Antimicrobial resistance is an emerging problem globally, threatening our ability to treat common infectious diseases, resulting in prolonged illness, disability, and death. Without effective antimicrobials for prevention and treatment of infections, medical procedures such as organ transplantation, cancer chemotherapy, diabetes management and major surgery become very high risk.

Rule'em all

Image credit: Punnoose et al. Antibiotic Resistance. JAMA. 2012;308(18):1934.

Urinary tract infections (UTIs) are among the most common types of infections, with an estimated 92 million people affected worldwide in 2013. There is widespread and strongly increasing resistance development in UTI infections. The lack of personalized treatment and pressure to reduce the use of broad spectrum antibiotics results in a significant risk of prescribing ineffective drugs.

One solution would be an antibiotic susceptibility test that is fast enough to measure the antibiotic response for every case - on site. Is this possible? What are the theoretic limits for the detection time in this case?

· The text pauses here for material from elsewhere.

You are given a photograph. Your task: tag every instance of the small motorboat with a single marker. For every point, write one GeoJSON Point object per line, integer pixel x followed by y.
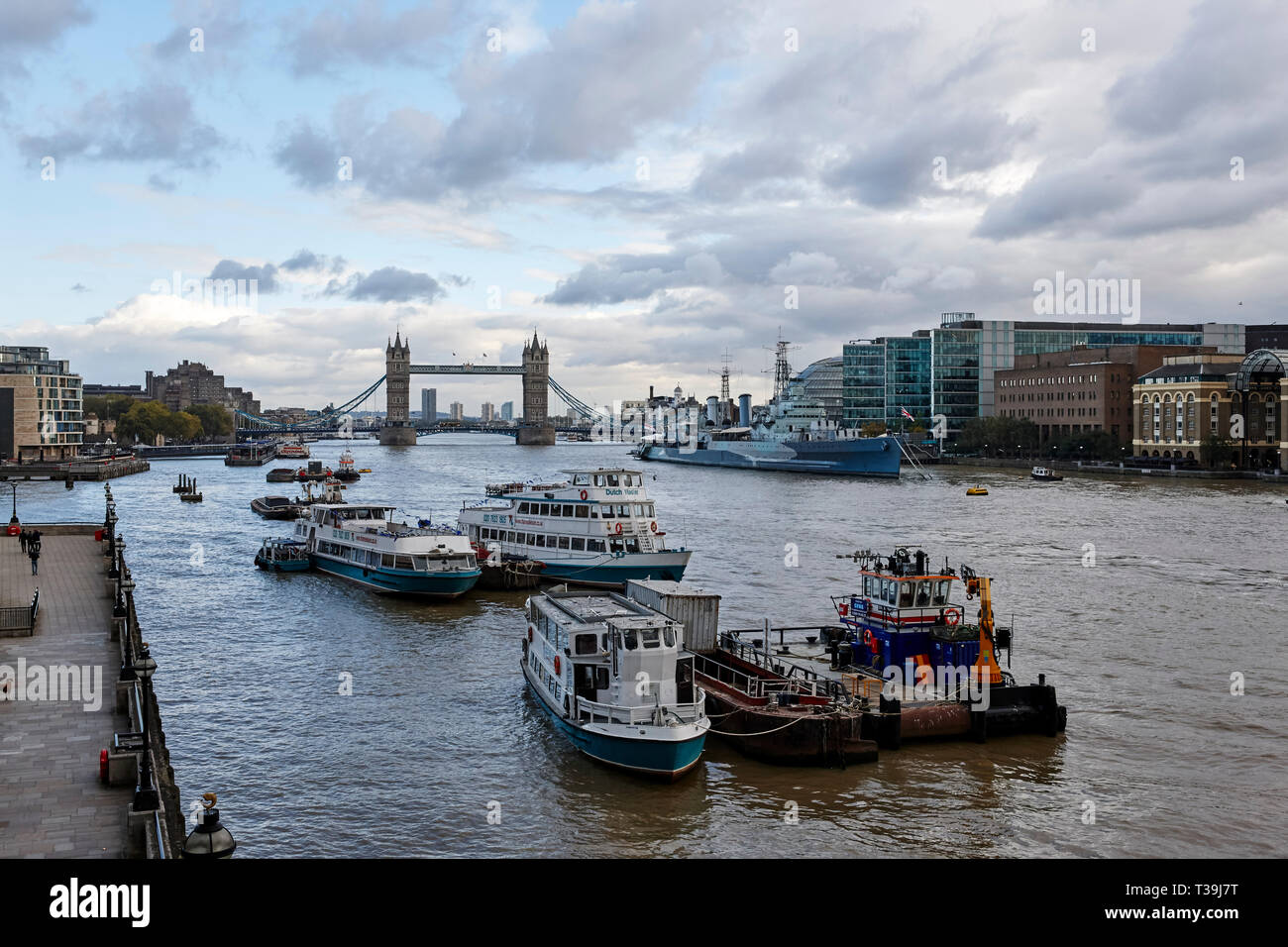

To meet the need for fast diagnostics of antimicrobial resistance we present fASTest. By measuring the physiological response at the level of single cells and averaging over the population the test can differentiate between resistant and susceptible bacteria within 3-11 minutes depending on the antibiotics. When tested on clinical samples, fASTest performs as good as the golden standard, which usually takes 2 days to perform. The complete study will soon be available in PNAS.

Rule'em all

The performance of fASTest when measuring E. coli cell responds to Ampicillin (A), Amoxicillin-Clavulanate (B), Ciprofloxacin ©, Doripenem (D), Fosfomycin (E), Levofloxacin (F), Mecillinam (G), Nitrofurantoin (H) and Trimethoprim-Sulfamethoxazole (I).